NEWS
11/01/2018 08:53 SAST | Updated 11/01/2018 09:01 SAST

Google Doodle Honours SA Author And Activist, Alan Paton

"His magnum opus is a moving tale of racial injustice, human suffering, and redemption, as two fathers come to terms with the loss of their sons..."

Google Doodle

The Google Doodle for January 11 pays tribute to author and anti-apartheid activist, Alan Paton -- marking what would've been his 115th birthday, reported Time magazine.

Born in KwaZulu-Natal on January 11, 1903, Paton became a prominent figure both in the literary and political world through his writings and public addresses that spoke out against apartheid, the South African system of racial discrimination, during the mid to late 20th century.

After graduating from the University of Natal (now the University of KwaZulu-Natal and becoming a teacher, Paton became head of Diepkoof, a prison for young black youths, where he introduced reforms that included open dormitories and home visitations.

It was while studying prison reform in Europe that Paton was inspired to write his famed book, "Cry, the Beloved Country", which tells the story of a black minister whose son is accused of murdering the son of a wealthy white farmer amid racial tensions.

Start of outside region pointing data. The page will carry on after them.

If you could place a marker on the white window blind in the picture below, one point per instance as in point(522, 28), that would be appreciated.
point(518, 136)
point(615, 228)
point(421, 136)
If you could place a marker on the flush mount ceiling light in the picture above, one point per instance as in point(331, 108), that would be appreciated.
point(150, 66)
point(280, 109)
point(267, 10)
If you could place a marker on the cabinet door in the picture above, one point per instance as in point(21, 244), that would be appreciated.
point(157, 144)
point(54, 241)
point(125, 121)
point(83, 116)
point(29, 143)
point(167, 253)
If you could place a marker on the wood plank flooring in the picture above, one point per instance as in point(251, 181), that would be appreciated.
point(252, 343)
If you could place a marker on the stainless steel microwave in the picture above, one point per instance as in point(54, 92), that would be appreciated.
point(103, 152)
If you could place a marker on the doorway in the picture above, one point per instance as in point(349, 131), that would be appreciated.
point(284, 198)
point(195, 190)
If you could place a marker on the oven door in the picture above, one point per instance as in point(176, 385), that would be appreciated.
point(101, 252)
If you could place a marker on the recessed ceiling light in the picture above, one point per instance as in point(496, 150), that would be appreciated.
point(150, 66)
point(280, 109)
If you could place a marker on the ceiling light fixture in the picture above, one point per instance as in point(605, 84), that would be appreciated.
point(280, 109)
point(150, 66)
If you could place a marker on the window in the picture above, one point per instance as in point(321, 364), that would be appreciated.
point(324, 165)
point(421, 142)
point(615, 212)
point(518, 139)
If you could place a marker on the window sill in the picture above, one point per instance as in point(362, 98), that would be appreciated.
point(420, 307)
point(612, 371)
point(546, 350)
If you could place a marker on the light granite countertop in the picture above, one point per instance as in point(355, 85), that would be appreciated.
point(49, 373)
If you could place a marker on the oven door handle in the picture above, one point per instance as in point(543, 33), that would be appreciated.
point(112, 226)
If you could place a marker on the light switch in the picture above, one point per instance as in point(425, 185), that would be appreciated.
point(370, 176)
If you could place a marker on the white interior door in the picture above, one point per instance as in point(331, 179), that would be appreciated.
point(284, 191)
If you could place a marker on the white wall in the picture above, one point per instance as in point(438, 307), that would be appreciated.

It was published in 1948 -- the year apartheid was formally established and when the four decades of racial segregation began in South Africa.

Paton also helped to create the Liberal Party of South Africa in 1953. The party fought for universal voting rights and an opposition of violence through 1958, when it was disbanded by a law that made interracial parties illegal.

Besides his books, he also wrote numerous essays on race and politics that helped spark attention from around the world on the issue of apartheid.

As the Google Doodle describes: "His magnum opus is a moving tale of racial injustice, human suffering, and redemption, as two fathers come to terms with the loss of their sons -- one an accidental murder and the other, his unfortunate victim."